Blog di Raimondo Schiavone e amici

L’ILLUSIONE DI POTERE: IL DISASTRO DI ISRAELE, LA FUGA DI TRUMP, IL SILENZIO DELL’EUROPA

L’ultima aggressione militare contro l’Iran ha messo in luce una verità che molti fingevano di non vedere: Israele ha perso il confronto diretto con l’Iran, e gli Stati Uniti sono stati costretti a intervenire per salvare l’apparenza, l’onore e la supremazia strategica di un alleato ormai in crisi sistemica. A pagarne le conseguenze, ancora una volta, è l’ordine internazionale. Il diritto è stato calpestato. Le istituzioni ignorate. Il multilateralismo sbeffeggiato.

Trump, nella sua teatrale e prevedibile esibizione di forza, ha ordinato un attacco missilistico contro tre impianti nucleari iraniani – Fordow, Natanz, Isfahan – proclamando una “vittoria totale”. Ma la realtà, come sempre accade nella propaganda americana, è ben diversa. Le strutture critiche erano state evacuate, i danni sono superficiali, nessuna contaminazione radioattiva, nessuna vittima. Le tanto sbandierate bombe intelligenti hanno avuto meno effetto del suo ultimo post su Truth Social.

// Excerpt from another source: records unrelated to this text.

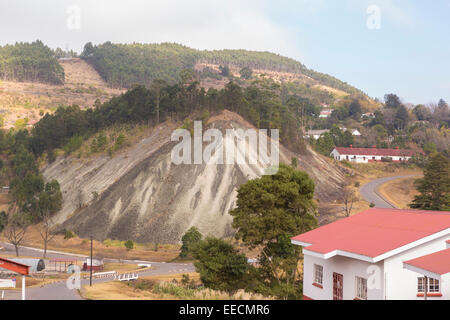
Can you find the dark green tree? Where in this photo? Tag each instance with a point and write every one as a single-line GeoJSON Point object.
{"type": "Point", "coordinates": [220, 265]}
{"type": "Point", "coordinates": [246, 73]}
{"type": "Point", "coordinates": [189, 239]}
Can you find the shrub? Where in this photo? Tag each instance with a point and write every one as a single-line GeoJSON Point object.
{"type": "Point", "coordinates": [3, 220]}
{"type": "Point", "coordinates": [68, 234]}
{"type": "Point", "coordinates": [73, 144]}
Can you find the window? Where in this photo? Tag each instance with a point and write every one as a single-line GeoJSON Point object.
{"type": "Point", "coordinates": [433, 285]}
{"type": "Point", "coordinates": [361, 288]}
{"type": "Point", "coordinates": [318, 274]}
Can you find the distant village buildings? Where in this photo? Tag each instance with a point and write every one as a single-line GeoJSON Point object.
{"type": "Point", "coordinates": [378, 254]}
{"type": "Point", "coordinates": [325, 113]}
{"type": "Point", "coordinates": [315, 134]}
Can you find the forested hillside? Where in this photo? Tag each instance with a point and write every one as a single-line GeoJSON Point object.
{"type": "Point", "coordinates": [33, 62]}
{"type": "Point", "coordinates": [124, 65]}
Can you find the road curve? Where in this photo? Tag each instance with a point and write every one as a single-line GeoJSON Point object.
{"type": "Point", "coordinates": [370, 191]}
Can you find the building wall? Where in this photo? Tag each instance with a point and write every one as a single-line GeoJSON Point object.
{"type": "Point", "coordinates": [363, 158]}
{"type": "Point", "coordinates": [349, 268]}
{"type": "Point", "coordinates": [394, 282]}
{"type": "Point", "coordinates": [401, 284]}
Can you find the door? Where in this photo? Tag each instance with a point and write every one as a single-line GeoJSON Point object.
{"type": "Point", "coordinates": [338, 286]}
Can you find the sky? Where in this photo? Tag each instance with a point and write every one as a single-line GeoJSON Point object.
{"type": "Point", "coordinates": [378, 46]}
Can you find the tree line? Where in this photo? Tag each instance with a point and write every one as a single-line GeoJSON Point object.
{"type": "Point", "coordinates": [34, 62]}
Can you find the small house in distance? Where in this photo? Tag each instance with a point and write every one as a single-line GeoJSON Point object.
{"type": "Point", "coordinates": [315, 134]}
{"type": "Point", "coordinates": [97, 265]}
{"type": "Point", "coordinates": [366, 155]}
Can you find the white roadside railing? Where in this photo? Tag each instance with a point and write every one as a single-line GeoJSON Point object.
{"type": "Point", "coordinates": [100, 275]}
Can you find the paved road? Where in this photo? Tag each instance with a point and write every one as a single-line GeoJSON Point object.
{"type": "Point", "coordinates": [59, 290]}
{"type": "Point", "coordinates": [371, 195]}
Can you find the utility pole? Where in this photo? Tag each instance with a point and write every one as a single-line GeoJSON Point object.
{"type": "Point", "coordinates": [90, 276]}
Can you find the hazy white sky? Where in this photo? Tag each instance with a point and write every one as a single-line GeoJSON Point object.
{"type": "Point", "coordinates": [409, 55]}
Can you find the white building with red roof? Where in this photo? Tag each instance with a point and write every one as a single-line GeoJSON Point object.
{"type": "Point", "coordinates": [378, 254]}
{"type": "Point", "coordinates": [365, 155]}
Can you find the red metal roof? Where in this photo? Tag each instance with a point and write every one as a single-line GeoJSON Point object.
{"type": "Point", "coordinates": [438, 262]}
{"type": "Point", "coordinates": [375, 231]}
{"type": "Point", "coordinates": [377, 152]}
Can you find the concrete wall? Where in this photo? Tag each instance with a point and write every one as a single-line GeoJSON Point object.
{"type": "Point", "coordinates": [363, 158]}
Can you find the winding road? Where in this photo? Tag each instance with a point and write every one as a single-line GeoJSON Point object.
{"type": "Point", "coordinates": [370, 191]}
{"type": "Point", "coordinates": [60, 291]}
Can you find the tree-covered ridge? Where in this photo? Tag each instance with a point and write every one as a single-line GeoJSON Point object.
{"type": "Point", "coordinates": [127, 64]}
{"type": "Point", "coordinates": [33, 62]}
{"type": "Point", "coordinates": [124, 65]}
{"type": "Point", "coordinates": [261, 105]}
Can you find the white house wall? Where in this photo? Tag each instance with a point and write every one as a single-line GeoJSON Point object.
{"type": "Point", "coordinates": [401, 284]}
{"type": "Point", "coordinates": [363, 158]}
{"type": "Point", "coordinates": [349, 268]}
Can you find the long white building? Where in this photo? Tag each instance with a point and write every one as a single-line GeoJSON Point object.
{"type": "Point", "coordinates": [365, 155]}
{"type": "Point", "coordinates": [378, 254]}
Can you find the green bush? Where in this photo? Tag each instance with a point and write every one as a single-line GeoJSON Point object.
{"type": "Point", "coordinates": [129, 244]}
{"type": "Point", "coordinates": [190, 238]}
{"type": "Point", "coordinates": [68, 234]}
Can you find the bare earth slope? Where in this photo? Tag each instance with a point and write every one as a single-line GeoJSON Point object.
{"type": "Point", "coordinates": [145, 197]}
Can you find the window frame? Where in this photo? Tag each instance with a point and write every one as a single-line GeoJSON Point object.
{"type": "Point", "coordinates": [433, 285]}
{"type": "Point", "coordinates": [318, 268]}
{"type": "Point", "coordinates": [360, 284]}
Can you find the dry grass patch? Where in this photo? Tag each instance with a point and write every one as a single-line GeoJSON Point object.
{"type": "Point", "coordinates": [400, 192]}
{"type": "Point", "coordinates": [163, 287]}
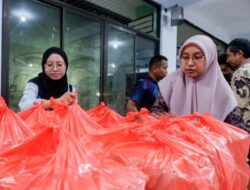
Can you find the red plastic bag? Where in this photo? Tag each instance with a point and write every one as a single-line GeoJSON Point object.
{"type": "Point", "coordinates": [63, 162]}
{"type": "Point", "coordinates": [105, 116]}
{"type": "Point", "coordinates": [37, 118]}
{"type": "Point", "coordinates": [13, 129]}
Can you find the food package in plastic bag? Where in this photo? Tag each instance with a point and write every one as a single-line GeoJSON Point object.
{"type": "Point", "coordinates": [63, 162]}
{"type": "Point", "coordinates": [142, 116]}
{"type": "Point", "coordinates": [37, 118]}
{"type": "Point", "coordinates": [105, 116]}
{"type": "Point", "coordinates": [231, 167]}
{"type": "Point", "coordinates": [13, 129]}
{"type": "Point", "coordinates": [158, 157]}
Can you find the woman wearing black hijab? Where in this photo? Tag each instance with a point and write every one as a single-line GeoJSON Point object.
{"type": "Point", "coordinates": [51, 82]}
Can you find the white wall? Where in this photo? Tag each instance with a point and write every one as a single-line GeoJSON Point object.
{"type": "Point", "coordinates": [1, 18]}
{"type": "Point", "coordinates": [168, 41]}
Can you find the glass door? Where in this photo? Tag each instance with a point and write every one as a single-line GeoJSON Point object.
{"type": "Point", "coordinates": [82, 42]}
{"type": "Point", "coordinates": [120, 67]}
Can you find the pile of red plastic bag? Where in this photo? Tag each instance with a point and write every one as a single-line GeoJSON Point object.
{"type": "Point", "coordinates": [70, 149]}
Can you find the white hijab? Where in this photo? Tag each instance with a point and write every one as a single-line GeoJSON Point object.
{"type": "Point", "coordinates": [210, 93]}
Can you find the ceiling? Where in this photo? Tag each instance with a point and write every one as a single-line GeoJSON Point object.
{"type": "Point", "coordinates": [225, 19]}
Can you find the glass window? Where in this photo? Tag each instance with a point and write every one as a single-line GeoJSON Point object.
{"type": "Point", "coordinates": [82, 39]}
{"type": "Point", "coordinates": [31, 31]}
{"type": "Point", "coordinates": [136, 14]}
{"type": "Point", "coordinates": [120, 67]}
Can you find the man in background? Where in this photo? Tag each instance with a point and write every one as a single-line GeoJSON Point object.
{"type": "Point", "coordinates": [145, 90]}
{"type": "Point", "coordinates": [238, 56]}
{"type": "Point", "coordinates": [226, 68]}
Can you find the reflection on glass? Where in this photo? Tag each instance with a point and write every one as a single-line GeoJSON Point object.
{"type": "Point", "coordinates": [145, 49]}
{"type": "Point", "coordinates": [120, 68]}
{"type": "Point", "coordinates": [31, 32]}
{"type": "Point", "coordinates": [82, 43]}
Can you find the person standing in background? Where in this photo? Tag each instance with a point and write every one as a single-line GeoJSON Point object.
{"type": "Point", "coordinates": [199, 86]}
{"type": "Point", "coordinates": [238, 56]}
{"type": "Point", "coordinates": [51, 82]}
{"type": "Point", "coordinates": [225, 67]}
{"type": "Point", "coordinates": [145, 90]}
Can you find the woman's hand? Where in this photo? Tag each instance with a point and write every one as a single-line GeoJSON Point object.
{"type": "Point", "coordinates": [68, 97]}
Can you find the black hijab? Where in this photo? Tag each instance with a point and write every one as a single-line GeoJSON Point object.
{"type": "Point", "coordinates": [47, 87]}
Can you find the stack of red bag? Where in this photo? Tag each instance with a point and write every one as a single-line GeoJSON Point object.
{"type": "Point", "coordinates": [100, 149]}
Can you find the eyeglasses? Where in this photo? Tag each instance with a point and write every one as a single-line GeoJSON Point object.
{"type": "Point", "coordinates": [195, 58]}
{"type": "Point", "coordinates": [51, 66]}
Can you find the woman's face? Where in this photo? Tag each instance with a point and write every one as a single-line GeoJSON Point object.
{"type": "Point", "coordinates": [192, 61]}
{"type": "Point", "coordinates": [55, 67]}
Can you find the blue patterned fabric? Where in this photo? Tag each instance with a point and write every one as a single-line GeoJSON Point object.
{"type": "Point", "coordinates": [144, 92]}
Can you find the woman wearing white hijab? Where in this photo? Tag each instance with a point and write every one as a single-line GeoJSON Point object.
{"type": "Point", "coordinates": [199, 86]}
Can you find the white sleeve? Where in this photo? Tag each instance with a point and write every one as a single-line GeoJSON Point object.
{"type": "Point", "coordinates": [29, 97]}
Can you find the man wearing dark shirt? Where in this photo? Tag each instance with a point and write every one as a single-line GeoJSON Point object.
{"type": "Point", "coordinates": [145, 90]}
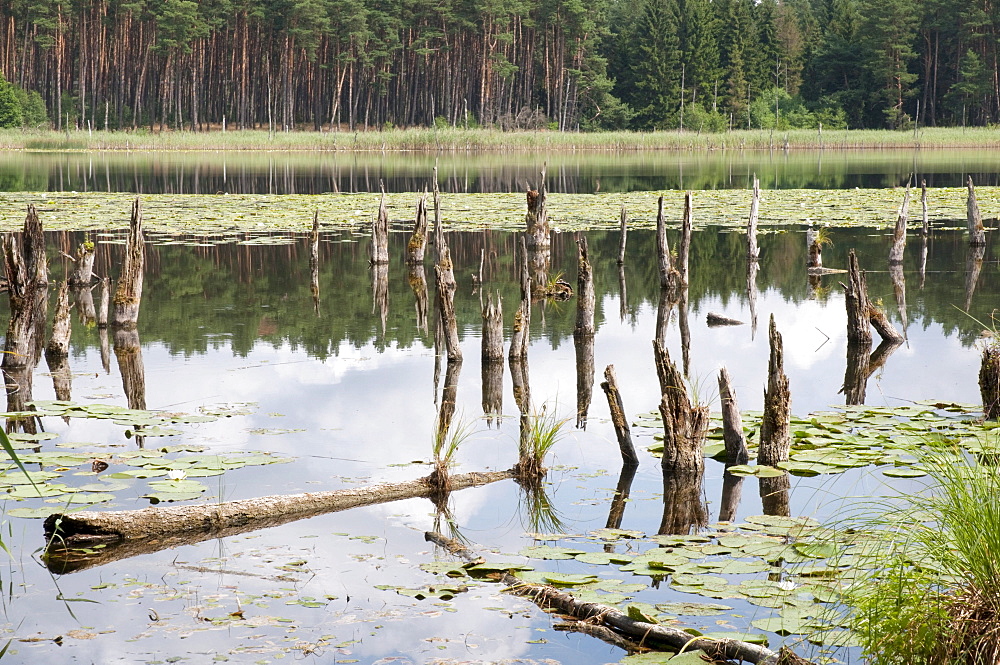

A dirlo non sono solo i media iraniani. Lo confermano analisti internazionali come Scott Ritter, ex ispettore ONU, e lo stesso Centro Nazionale iraniano per la Sicurezza Nucleare. A Fordow non è accaduto nulla di strategicamente rilevante. A Isfahan e Natanz nemmeno. E intanto l’Iran ha risposto con precisione: venti ondate missilistiche, tra cui l’uso dei nuovi Heybarshekan a testate multiple, attacchi a raffinerie israeliane, basi strategiche, bunker antiaerei, quartieri a sud di Tel Aviv. Risultato: interi settori del Paese paralizzati, spazio aereo chiuso, voli sospesi, Israele costretto a cedere l’iniziativa.

Ed è qui che la sceneggiatura si rompe. Netanyahu, prima minaccioso, ora si rifugia nel silenzio e ringrazia Trump per il “supporto fraterno”. È un ringraziamento che sa di resa. Perché la verità è semplice: Israele non ha più la superiorità militare nella regione. È stato sconfitto sul campo, prima da Hezbollah e dalle milizie regionali, ora direttamente dall’Iran. E quando il padrone non riesce più a domare il cane da guardia, interviene in prima persona.

Il paradosso è che l’Iran non voleva la guerra. Lo dicono fonti ufficiali iraniane: erano in corso colloqui informali con gli Stati Uniti, nonostante la tensione con Israele. Ma evidentemente, un accordo non era nei piani di chi ha bisogno della guerra per restare al potere. Così, è stata imposta un’escalation. Una guerra che l’Iran non ha iniziato, ma alla quale ha risposto con fermezza e lucidità, senza isterismi, senza proclami vuoti, ma con l’efficacia di chi sa dove e quando colpire.

Nel mezzo di tutto questo, l’Europa resta in silenzio. Eppure, mai come ora avrebbe potuto ritagliarsi uno spazio autonomo, credibile, costruttivo. Il disastro israeliano, la sproporzionata reazione americana, la condanna da parte di Cile, Cuba, Arabia Saudita, Iraq, Qatar, Yemen e Palestina, aprivano una finestra diplomatica enorme. Un varco. Un’occasione. Se avessimo avuto leader capaci, oggi l’Europa avrebbe potuto sedersi al tavolo con Cina e Russia, isolare i criminali del diritto internazionale e costruire le condizioni per una pace multilaterale e duratura.

Ma non illudiamoci. Non abbiamo leader così capaci. Invece di pensare a mediare, Macron fa il militare, Scholz cerca approvazione negli USA, Meloni applaude in silenzio. Nessuno ha il coraggio di dire che l’America ha commesso un errore gravissimo, un atto di guerra inutile, un intervento tardivo e goffo per coprire la disfatta dell’alleato sionista.

Le bombe di Trump sono state meno efficaci delle sue parole, e le sue parole – più che affondare l’Iran – stanno affondando l’America nella palude dell’imperialismo fallito. È l’illusione di potere di un impero che non sa più vincere. Un impero che si muove per riflesso, che bombarda per abitudine, che mente per necessità. Ma il mondo, questa volta, ha visto tutto. E forse, da questo punto, non si torna più indietro.